To reduce classifier complexity, we selected m/z values with p value less than 10^–10 (one-way ANOVA) across all species and subjected them to HCA. To further simplify the classifier, we used the K-nearest neighbor text categorization (KNN) method to select classifiers and validate their recognition rates by the leave-one-out method for cross-validation as well as an independent group of bacterial isolates (independent set 2).

For rapid classification, we implemented the Quick Classifier (QC), Support Vector Machine (SVM), and Genetic Algorithm (GA) embedded in the ClinProTools software for model generation. In the initial model construction stage, 57 clinical isolates of bacteria, the training set, were used to establish models as well as perform cross-validation procedures. Identification was defined as 100% matched to the species-specific m/z values in the model.

The performance of the classification models was evaluated by recognition capability (RC) and cross-validation achievement (CVA): RC = TP/n where TP is the number of true positives (correctly classified) in a data set and n is the number of samples in a data set, and CVA = TP'/n' where TP' is the number of true positives (correctly classified) in a 20% left-out data set and n' is the number of samples in a 20% left-out data set.
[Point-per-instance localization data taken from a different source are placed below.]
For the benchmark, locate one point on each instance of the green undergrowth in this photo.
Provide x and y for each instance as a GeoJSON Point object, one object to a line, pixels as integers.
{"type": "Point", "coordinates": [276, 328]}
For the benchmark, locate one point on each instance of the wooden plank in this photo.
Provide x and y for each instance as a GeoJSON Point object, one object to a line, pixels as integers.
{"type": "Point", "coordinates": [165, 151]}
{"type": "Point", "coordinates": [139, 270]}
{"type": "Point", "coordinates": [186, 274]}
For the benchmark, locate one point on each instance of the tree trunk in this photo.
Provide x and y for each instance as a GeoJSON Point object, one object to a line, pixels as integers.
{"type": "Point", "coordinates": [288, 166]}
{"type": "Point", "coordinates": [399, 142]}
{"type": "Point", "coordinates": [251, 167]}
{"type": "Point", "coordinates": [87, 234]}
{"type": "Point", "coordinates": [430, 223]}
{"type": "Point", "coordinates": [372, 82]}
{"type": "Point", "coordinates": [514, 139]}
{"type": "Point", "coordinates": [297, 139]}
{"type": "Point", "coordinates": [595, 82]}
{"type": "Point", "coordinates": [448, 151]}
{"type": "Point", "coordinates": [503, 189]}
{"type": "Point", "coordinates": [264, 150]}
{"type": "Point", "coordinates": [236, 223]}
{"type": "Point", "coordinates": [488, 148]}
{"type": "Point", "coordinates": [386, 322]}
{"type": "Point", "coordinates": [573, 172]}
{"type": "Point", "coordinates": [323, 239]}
RC is essential to internally evaluate the fitness of the classification models, whereas CVA is crucial to measure robustness of the resulting classification models.

For external validation, another set containing 37 characterized isolates was analyzed in a blind study (independent set 2) to examine the robustness of the models. Lastly 38 uncharacterized isolates (independent set 3) from the clinical specimens were used to evaluate the performance of the rapid classification method. The results were then compared with those determined by the conventional microbiologic procedures. The positive predictive value (PPV) and negative predictive value (NPV) were used to evaluate the performance and reliability of the models: PPV = TP/(TP + FP) where TP is the number of true positives (correctly classified) in a data set and FP is the number of false positives (misclassified), and NPV = TN/(TN + FN) where TN is the number of true negatives (correctly excluded from those species used for the model construction) in a data set and FN is the number of false negatives (misclassified).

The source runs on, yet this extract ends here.